The motivations for activating a European memory with Christian connotations are of various types. They can be understood at the level of the EU as a political system; in the articulation of the national and the European; and in the to and fro of everyday politics. At a systemic level, the main objective is to endow the EU with a founding myth which is distinct from national histories and which predates them, thus justifying an autonomous European political system. There may also be an attempt to define the historical criteria for belonging to a European cultural community. Societies and populations can be placed in a hierarchy on the basis of these criteria: as longstanding or new member states which have undergone or avoided subjection to communist, atheistic materialism; their historical roles as central heartlands or advanced bastions of Christianity; their level of religiosity/secularisation and/or their dominant religious denomination. They may also be excluded. In articulating the national and the European, religion can serve as an adjustment or resistance variable when adapting national identity to the context of European integration. France, with its secular tradition, opposes any mention of the Christian heritage in European treaties in the name of Enlightenment principles, which are the foundation of its Republican identity.

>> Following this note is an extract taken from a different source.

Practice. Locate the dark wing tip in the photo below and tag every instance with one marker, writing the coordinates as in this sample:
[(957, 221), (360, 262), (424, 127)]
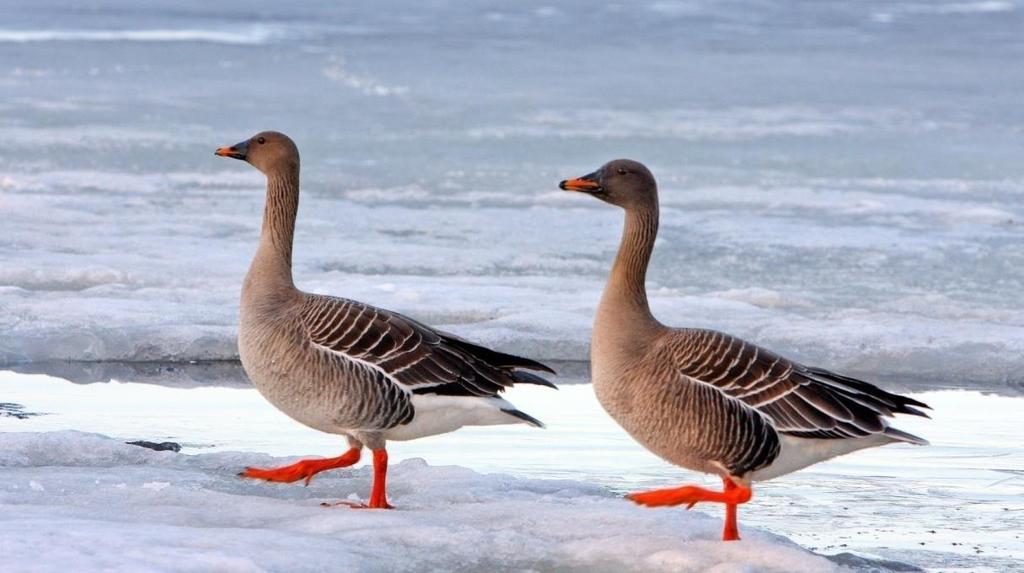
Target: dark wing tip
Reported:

In contrast, during the Lautsi affair, Italy defended the cultural meaning of crucifixes displayed in classrooms as symbols of national identity. Finally, at the level of the Brussels political game, the churches’ demand for recognition of the primacy of Christian values over time aims at more than an acknowledgement of a historical fact. If one subscribes to the idea that the Rights of Man derive from Christianity, the next stage is to recognise a preponderant place for church guardians of the Christian tradition in deliberations over the public good, while also granting special influence over public policy choices to collective preferences informed by Christian values. Finally, religion can also be used to criticise European integration in part or in its entirety. Invoking the Christian foundations of European civilisation confers an authority with which to challenge the excessive materialism or cultural liberalism (on abortion, homosexuality, etc.) of Community policies as a betrayal of common European origins. This may provide an argument for justifying or disqualifying the candidature of an accession state or for solidarity with a population elsewhere in the world that is being persecuted for its convictions.[4]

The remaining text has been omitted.